By comparing Eq. B.3 and Eq. B.4, we get that if  $q \ge \max(4c_1d, c_1/2)$ , then  $\operatorname{FP}_{\operatorname{LFS}}(\mathcal{J}) \ge \operatorname{FP}_{\operatorname{OPT}}(\mathcal{J})$ .

The piecewise lower bound allows us to sum the fractional progress terms over different squares of m. Hence, we proved that LFS is an optimal cache-adaptive algorithm over all square profiles.

Applying the inductive charging argument of Theorem 4.2, we can extend the optimality to all profiles.

# C An Optimal Cache-Adaptive Permutation Algorithm

Permutation is very similar to sorting—in fact, permutation can be performed optimally in the DAM model by sorting or by moving each element to its final location explicitly, whichever is faster [1]. However, there can be no optimal cache-oblivious permutation algorithm [13].

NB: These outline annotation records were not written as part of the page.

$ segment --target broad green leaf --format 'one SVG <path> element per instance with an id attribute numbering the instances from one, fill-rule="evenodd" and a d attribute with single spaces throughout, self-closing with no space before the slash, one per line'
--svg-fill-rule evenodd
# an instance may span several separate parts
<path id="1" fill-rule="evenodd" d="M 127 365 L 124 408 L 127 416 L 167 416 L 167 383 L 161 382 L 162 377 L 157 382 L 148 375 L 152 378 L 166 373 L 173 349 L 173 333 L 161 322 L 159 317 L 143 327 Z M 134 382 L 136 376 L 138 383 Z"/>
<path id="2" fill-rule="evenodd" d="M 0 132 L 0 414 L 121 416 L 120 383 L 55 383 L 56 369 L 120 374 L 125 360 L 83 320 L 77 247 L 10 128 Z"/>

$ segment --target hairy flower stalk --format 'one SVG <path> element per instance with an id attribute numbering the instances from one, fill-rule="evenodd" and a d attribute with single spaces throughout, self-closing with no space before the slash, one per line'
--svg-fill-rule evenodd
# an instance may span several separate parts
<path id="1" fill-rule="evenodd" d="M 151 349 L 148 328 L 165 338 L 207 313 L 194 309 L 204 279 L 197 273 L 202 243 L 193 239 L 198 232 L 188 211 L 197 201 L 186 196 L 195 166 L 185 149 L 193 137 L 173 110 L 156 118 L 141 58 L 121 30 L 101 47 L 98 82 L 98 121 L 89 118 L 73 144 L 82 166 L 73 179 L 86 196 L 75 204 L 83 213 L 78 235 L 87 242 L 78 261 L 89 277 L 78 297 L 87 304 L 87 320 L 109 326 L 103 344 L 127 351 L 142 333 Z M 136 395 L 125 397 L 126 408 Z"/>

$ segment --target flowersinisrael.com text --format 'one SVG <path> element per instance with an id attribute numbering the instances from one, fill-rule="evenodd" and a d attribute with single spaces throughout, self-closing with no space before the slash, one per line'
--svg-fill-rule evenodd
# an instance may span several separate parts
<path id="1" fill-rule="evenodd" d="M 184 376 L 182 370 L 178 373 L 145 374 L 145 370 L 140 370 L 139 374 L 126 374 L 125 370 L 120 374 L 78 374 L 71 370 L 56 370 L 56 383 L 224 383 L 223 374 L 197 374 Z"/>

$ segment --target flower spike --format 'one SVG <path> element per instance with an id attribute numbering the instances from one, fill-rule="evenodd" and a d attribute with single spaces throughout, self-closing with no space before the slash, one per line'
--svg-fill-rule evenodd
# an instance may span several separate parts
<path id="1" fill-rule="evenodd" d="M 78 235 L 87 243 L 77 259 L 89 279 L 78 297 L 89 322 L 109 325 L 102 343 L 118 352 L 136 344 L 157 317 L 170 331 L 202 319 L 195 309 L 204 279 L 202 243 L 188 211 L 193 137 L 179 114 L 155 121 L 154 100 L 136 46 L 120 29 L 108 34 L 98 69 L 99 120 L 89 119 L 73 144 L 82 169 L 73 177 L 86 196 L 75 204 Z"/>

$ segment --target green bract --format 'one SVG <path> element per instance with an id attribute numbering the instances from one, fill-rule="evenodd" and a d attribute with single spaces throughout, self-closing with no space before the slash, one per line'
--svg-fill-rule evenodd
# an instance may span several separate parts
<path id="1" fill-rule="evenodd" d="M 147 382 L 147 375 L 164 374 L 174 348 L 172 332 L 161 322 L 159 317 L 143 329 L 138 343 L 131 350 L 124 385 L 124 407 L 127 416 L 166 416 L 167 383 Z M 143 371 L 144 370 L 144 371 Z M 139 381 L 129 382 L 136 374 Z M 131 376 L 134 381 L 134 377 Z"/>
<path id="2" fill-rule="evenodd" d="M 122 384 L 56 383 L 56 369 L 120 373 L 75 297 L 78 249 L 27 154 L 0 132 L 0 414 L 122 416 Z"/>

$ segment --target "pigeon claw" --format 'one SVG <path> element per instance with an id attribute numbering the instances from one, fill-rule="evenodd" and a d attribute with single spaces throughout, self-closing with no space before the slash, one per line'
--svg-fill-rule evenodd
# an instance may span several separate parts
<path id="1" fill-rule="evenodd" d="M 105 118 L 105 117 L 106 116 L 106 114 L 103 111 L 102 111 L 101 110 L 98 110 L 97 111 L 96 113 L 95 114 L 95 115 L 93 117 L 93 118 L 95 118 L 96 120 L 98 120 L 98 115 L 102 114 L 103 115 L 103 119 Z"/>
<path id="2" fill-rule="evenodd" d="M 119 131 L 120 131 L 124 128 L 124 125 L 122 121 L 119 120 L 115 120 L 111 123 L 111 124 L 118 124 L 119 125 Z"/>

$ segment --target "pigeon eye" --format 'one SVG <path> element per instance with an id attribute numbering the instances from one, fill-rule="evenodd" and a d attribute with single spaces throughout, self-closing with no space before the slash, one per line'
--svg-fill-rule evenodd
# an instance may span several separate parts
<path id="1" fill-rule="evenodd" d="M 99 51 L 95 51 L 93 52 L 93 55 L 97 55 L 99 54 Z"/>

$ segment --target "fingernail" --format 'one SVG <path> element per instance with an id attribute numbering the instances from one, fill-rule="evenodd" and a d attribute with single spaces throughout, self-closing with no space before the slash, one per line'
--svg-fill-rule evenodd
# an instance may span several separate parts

We show that by interleaving the cache-adaptive sorting algorithm from Subsection 4.4 and the naïve algorithm that puts each element in the correct place individually, we obtain a cache-adaptive permutation algorithm. Let  $\mathcal{IA}$  be the algorithm that runs cache-adaptive sorting and the naïve placement algorithm simultaneously, using half of the cache for each, and doing one I/O for sorting, then one I/O for naïve placement, alternating until one of the methods is successful.

**Statement of Theorem 6.1.** Let  $d \ge 2$  be the same parameter as in Theorem 4.4. If for all t,  $M(t) \ge 2B^{\frac{2d}{d-1}}$ , then the interleaving algorithm  $\mathcal{IA}$ , is an optimal cache-adaptive algorithm.

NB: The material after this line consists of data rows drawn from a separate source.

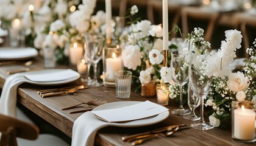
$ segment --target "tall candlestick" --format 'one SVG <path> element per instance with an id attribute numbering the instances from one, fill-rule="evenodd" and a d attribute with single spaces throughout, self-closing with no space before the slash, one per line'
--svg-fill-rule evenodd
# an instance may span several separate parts
<path id="1" fill-rule="evenodd" d="M 111 44 L 111 19 L 112 17 L 112 5 L 111 5 L 111 0 L 105 0 L 105 10 L 106 10 L 106 40 L 108 44 Z"/>
<path id="2" fill-rule="evenodd" d="M 163 0 L 163 50 L 168 49 L 168 2 Z"/>

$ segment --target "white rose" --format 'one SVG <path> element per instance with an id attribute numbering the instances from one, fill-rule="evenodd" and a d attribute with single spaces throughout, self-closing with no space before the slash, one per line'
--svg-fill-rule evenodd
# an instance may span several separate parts
<path id="1" fill-rule="evenodd" d="M 151 76 L 150 72 L 146 71 L 141 71 L 140 72 L 139 79 L 140 83 L 142 84 L 147 84 L 151 80 Z"/>
<path id="2" fill-rule="evenodd" d="M 149 35 L 149 30 L 151 25 L 151 22 L 148 20 L 142 20 L 136 24 L 136 29 L 141 30 L 143 36 Z"/>
<path id="3" fill-rule="evenodd" d="M 239 91 L 238 92 L 237 92 L 236 94 L 235 95 L 235 97 L 238 101 L 243 101 L 246 99 L 246 96 L 244 91 Z"/>
<path id="4" fill-rule="evenodd" d="M 149 61 L 152 64 L 160 64 L 163 60 L 163 55 L 157 49 L 152 49 L 149 54 Z"/>
<path id="5" fill-rule="evenodd" d="M 128 45 L 122 52 L 122 59 L 124 67 L 132 70 L 136 70 L 138 66 L 141 64 L 141 58 L 143 52 L 140 52 L 138 45 Z"/>
<path id="6" fill-rule="evenodd" d="M 161 24 L 151 26 L 149 32 L 154 37 L 160 38 L 163 36 L 163 28 L 162 28 Z"/>
<path id="7" fill-rule="evenodd" d="M 132 8 L 130 9 L 130 15 L 133 15 L 135 13 L 138 13 L 138 9 L 136 5 L 132 5 Z"/>
<path id="8" fill-rule="evenodd" d="M 232 40 L 233 46 L 237 49 L 240 49 L 241 43 L 242 42 L 243 36 L 240 31 L 236 30 L 229 30 L 225 31 L 225 36 L 227 40 Z"/>
<path id="9" fill-rule="evenodd" d="M 173 82 L 171 78 L 171 68 L 162 67 L 160 71 L 161 78 L 163 79 L 165 83 Z"/>
<path id="10" fill-rule="evenodd" d="M 163 50 L 163 40 L 162 39 L 157 38 L 154 44 L 153 49 L 162 51 Z"/>
<path id="11" fill-rule="evenodd" d="M 57 32 L 65 26 L 64 22 L 61 19 L 57 19 L 52 23 L 50 26 L 50 31 Z"/>
<path id="12" fill-rule="evenodd" d="M 209 116 L 209 120 L 210 120 L 210 123 L 212 125 L 213 125 L 214 127 L 219 127 L 219 124 L 221 123 L 219 119 L 216 118 L 213 115 L 211 115 Z"/>
<path id="13" fill-rule="evenodd" d="M 250 80 L 247 77 L 244 77 L 243 72 L 238 72 L 231 73 L 229 75 L 227 84 L 234 92 L 237 92 L 239 91 L 245 91 L 250 85 Z"/>
<path id="14" fill-rule="evenodd" d="M 213 101 L 211 99 L 208 99 L 207 101 L 206 101 L 206 105 L 208 106 L 213 105 Z"/>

*Proof.* We apply the same technique as in the proof of Theorem 4.4. Therefore, it suffices to show optimality of the interleaving algorithm  $\mathcal{IA}$  on square profiles.

Let  $\mathcal{J}$  be any square of the profile m(t) and let  $m_1 = M_1/B$  be the length of  $\mathcal{J}$ . By definition, the available memory in  $\mathcal{J}$  is  $M_1$ . We show that there exists a constant q such that  $\mathcal{IA}$  with 4q-speed augmentation is optimal. By definition, there are  $4qm_1$  I/Os available to  $\mathcal{IA}$  in  $\mathcal{J}$ .

Aggarwal and Vitter [1] showed that, with a cache of size M, a single I/O could increase the number of permuta-

tions an algorithm could generate by a factor of at most

$$N(1 + \lg N)B! \binom{M}{B}$$

This is a multiplicative piecewise progress bound. The total number of permutions is N!, so taking logs and applying Stirling's approximation yields a bound on fractional progress:

$$\operatorname{FP}_{\operatorname{OPT}}(\mathcal{J}) \leq \frac{2M_1(\lg m_1 + \lg B + \lg e)}{N \lg N} + \frac{2m_1(\lg N + \lg \lg N)}{N \lg N}.$$

Using the analysis of LFS from Appendix B, the time spent doing Lazy Funnel Sort on  $2qm_1$  I/Os (half the I/Os in  $\mathcal{J}$ ) on  $M_1/2$  memory gives fractional progress of at least

$$\frac{q}{8c_1d}\frac{M_1\left(\lg m_1 + \lg B - 3\right)}{N\lg N}$$

During the I/Os spent on the naïve algorithm, each I/O writes exactly one element to disk; N items must be written in total. The fractional progress of one block transfer is 1/N, so the total fractional progress in  $\mathcal{J}$  is  $2qm_1/N$ . Then using half the I/Os in the interval for sorting and half for naïve placement, we have:

$$\begin{aligned} \mathsf{FP}_{\mathcal{IA}}(\mathcal{J}) &\geq \frac{q}{8c_1 d} \frac{M_1 \left( \lg m_1 + \lg B - 3 \right)}{N \lg N} + \frac{2qm_1}{N} \\ &\geq \frac{q}{8c_1 d} \frac{M_1 \left( \lg m_1 + \lg B - 3 \right)}{N \lg N} + \frac{2qm_1 \lg N}{N \lg N} \end{aligned}$$

If  $q \geq \max\{16c_1d, 2\}$ , then  $2q \lg N \geq 2 \lg N + \lg \lg N$  for  $N \geq 2$ , and hence  $\operatorname{FP}_{\mathcal{IA}}(\mathcal{J}) \geq \operatorname{FP}_{\operatorname{OPT}}(\mathcal{J})$ .

Repeating the strategy from Theorem 4.4 can extend this result to show that  $\mathcal{IA}$  is optimally cache-adaptive on all memory profiles.